6. El JARDIN INTERIOR
Ela está en un lugar indescifrable, más allá del tiempo que conocemos como lineal y a esa distancia que parece inconmensurable, pero que no se puede precisar; decide trabajar en una dura parcela de tierra, sí, plantará un jardín. Se sienta, quizás en una nube, y lo dibuja sobre el aire, en este no-sitio en el que se encuentra, puede hacer que la imagen de lo trazado en el aire emerja con total claridad, nitidez e intensidad cromática, así aparece ante sus ojos un frondoso espacio verde, lleno de flores multicolores. Entusiasmada por su proyecto y plena de seguridad, emprende su viaje.
Desciende a un estado más denso, no es la primera vez que hace este viaje, pero siempre le sorprende la pesadez que experimenta al arribar. Atraviesa, en medio de contracciones, expansiones, un húmedo y apretado túnel y se prepara para olvidar.
Sin embargo, a pesar de esa amnesia primordial, en cuanto su mente y cuerpo están aptos comienza la dura labor impulsada no sabe muy bien por qué. Así como el escultor trabaja la piedra bruta con el mazo y el cincel, Ela trabaja en su parcela.
La tierra es dura y seca, con un pico horada una y otra vez y, cuando piensa que ya puede empezar a plantar, se encuentra basura enterrada, fragmentos diversos y de distinto material, tan duros como el cemento o tan imperecederos como el plástico. El trabajo es arduo, lleva el cuerpo adolorido, pero no puede quejarse de soledad porque a cada tanto surgen circunstancias que la ayudan.
Un día se tropieza con alguien que también trabaja en una parcela de tierra y le habla de una nueva herramienta, un monocultor que sin duda le hace el trabajo mucho más ligero. Otro día después de una jornada intensa bajo un sol abrasador plantando semillas en una sección de tierra, llueve a cántaros, así como si se hubiera pactado cooperación con el clima. A pesar del duro trabajo se siente afortunada, algo siempre la asiste, algo a veces inaprensible la guía y la sostiene cuando descubre algún error garrafal como plantar un rododendro y no acidificar la tierra antes, con el desolador resultado, la pérdida completa de un maravilloso ejemplar. Abatida y con riesgo de colapsar sobre sí misma, se yergue, como si tuviera frente así a la plomada para emular su verticalidad.

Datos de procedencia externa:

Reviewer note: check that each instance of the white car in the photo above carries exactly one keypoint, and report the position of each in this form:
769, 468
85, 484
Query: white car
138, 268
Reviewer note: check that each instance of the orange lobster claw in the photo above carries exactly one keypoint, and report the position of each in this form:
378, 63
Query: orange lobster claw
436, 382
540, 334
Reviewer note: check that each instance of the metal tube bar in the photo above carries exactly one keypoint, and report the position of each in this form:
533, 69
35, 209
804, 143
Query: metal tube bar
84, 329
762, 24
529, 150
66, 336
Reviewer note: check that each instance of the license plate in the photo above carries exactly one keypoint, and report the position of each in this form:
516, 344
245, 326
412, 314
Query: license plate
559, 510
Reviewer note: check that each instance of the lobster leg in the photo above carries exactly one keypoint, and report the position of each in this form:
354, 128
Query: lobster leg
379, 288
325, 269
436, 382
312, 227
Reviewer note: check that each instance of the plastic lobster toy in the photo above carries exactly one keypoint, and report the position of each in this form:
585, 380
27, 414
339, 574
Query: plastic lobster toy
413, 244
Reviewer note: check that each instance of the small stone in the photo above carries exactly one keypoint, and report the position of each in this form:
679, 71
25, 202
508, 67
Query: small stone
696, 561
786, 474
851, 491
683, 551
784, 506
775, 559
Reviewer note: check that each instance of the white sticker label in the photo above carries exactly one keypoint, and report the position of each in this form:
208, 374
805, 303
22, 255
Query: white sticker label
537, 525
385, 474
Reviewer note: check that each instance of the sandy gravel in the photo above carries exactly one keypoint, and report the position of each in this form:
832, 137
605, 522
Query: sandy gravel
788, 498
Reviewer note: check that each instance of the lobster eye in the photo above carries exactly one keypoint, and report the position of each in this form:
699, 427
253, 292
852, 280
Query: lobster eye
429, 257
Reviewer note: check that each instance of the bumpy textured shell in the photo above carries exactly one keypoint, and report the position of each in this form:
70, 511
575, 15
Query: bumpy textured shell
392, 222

Así entre éxitos y fracasos un día decide afiliarse a un grupo de cultivadoras. Con el jardín a medio plantar, aún con zonas duras, salvajes y con algún que otro rincón bellamente logrado. Es curioso, porque este grupo de mujeres trabajan cada una en su propia parcela, pero esta asociación comienza a transformar a Ela, con lentitud. La transformación sutil, casi imperceptible aparece primero en sus sueños que, cargados de significados, la asisten en su ardua tarea diaria como una guía silente. Poco a poco descubre más paciencia para enfrentarse a los reveses de su tarea.
Así se sienta en una loma a contemplar la obra aún inconclusa y observa cómo se revelan ante ella símbolos que siempre han estado allí, pero que ahora cobran sentido y la orientan, como si de una resonancia se tratara, como si entonara junto a sus nuevas hermanas labriegas un canto que la sostiene y la impulsa con más vigor en el trabajo diario.
El jardín es el suyo, pero también es el de todas. El jardín es personal, pero también es el mundo, el jardín es una promesa de herencia próspera. En el centro hay una hermosa pérgola, templo de trabajo y también hogar y sosiego, edificada desde la cadena de unión, cuyas paredes están conformadas por la singularidad de todas las individualidades que han pactado en ofrecerse como pared y pilar.
El trabajo en el jardín comenzó hace mucho y, aunque suene paradójico, está apenas iniciándose también. Es una obra para toda la vida y seguirá tras la finitud de esta como esas ondas concéntricas que se forman en el agua al lanzar un pedrusco. Pero es que estas ondas también preceden al pedrusco mismo, es parte de esos misterios insondables de los muchos viajes en nuestra nave azul.